Vielleicht ist es ja nur ein Witz, dann jedoch ist er gut erfunden: Angeblich hält man Alfred Brendel in New York öfter für Woody Allen. Ein kleiner, immer etwas zerzaust aussehender Mann mit einer großen Brille, dahinter ein melancholischer Blick – so unähnlich sind sie sich in der Tat nicht.
Was sie darüber hinaus noch eint? Auch Brendel sagt man nach, er sei nicht ohne Marotten – wobei die Bandbreite von verpflasterten Fingernägeln bis hin zu zur Irreversibilität weich gemachter Flügelhämmer reicht.
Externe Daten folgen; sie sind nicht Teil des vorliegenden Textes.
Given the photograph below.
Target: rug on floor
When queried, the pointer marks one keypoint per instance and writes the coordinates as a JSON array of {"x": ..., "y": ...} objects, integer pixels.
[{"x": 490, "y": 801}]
Längst Legende auch sein “Es zieht!” in Konzertsälen – oder daß er schon Konzerte unterbrochen hat mit dem Hinweis auf zu penetrantes Räuspern seiner Zuhörer: “Darf ich Sie bitten, etwas leiser zu husten?”, so sein mittlerweile legendärer Satz, mit dem er vor drei Jahren in Hamburg mitten in einer Beethoven-Bagatelle die Hände von den Tasten nahm. Und mit feiner Ironie sagt er heute: “Übrigens ist das Publikum nach solchen Mitteilungen für den Rest des Abends meist völlig still, was mit schlagender Deutlichkeit zeigt, daß man nicht husten muß.”
Harmonischer Skeptiker
Ein schwieriger Mensch? Sicherlich. Überaus empfindlich? Selbstverständlich. Der mittlerweile 75jährige macht es sich freiwillig schwer. Wie sonst kann in seinen Konzerten jedes Mal jenes Wunder geschehen, für das ihn Musikliebhaber seit Jahrzehnten aufs Innigste verehren? Wenn Alfred Brendel spielt, beginnt die Musik zu leuchten.
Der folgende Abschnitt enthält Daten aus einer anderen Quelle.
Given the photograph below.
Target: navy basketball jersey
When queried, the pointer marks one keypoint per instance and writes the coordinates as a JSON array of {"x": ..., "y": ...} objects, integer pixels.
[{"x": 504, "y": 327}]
“Obwohl ich kein ausgesprochen sonniger Mensch bin, hatte ich insgesamt Glück mit meiner Konstitution, mit den Menschen, die mir nahe stehen, mit der Möglichkeit, sowohl zu spielen als auch zu schreiben als auch zu schauen”, hat er vor ein paar Jahren seinem Gesprächspartner Martin Meyer erzählt (“Ausgerechnet ich”). Und fügte eine Weltsicht an, die er mit dem bereits erwähnten Autorenfilmer aus Brooklyn teilt: “Ich selbst bin ein relativ harmonischer Skeptiker; der Zweifel ist für mich kein Werkzeug der Selbstzerfleischung, sondern ein Zeichen geistiger Gesundheit.”
Ein Mann
für den zweiten Blick
Was wieder einmal beweist: Keinem Künstler ist Leichtigkeit und Luzidität in die Wiege gelegt, immer sind sie aufs härteste erarbeitet – Transparenz durch jahrzehntelange Reflexion. Noch heute, wo er niemandem mehr etwas beweisen muß, versucht Alfred Brendel, jeden Tag vier Stunden zu üben. 1965 wurde der damals 34jährige zwar von Joachim Kaiser in sein Standardwerk über “Die großen Pianisten” aufgenommen, gleichwohl charakterisierte ihn der Münchner Klavierpapst als einen “etwas gedankenlosen Pianisten” – nicht ohne dieses Urteil später immer wieder mit Lobeshymnen zu revidieren.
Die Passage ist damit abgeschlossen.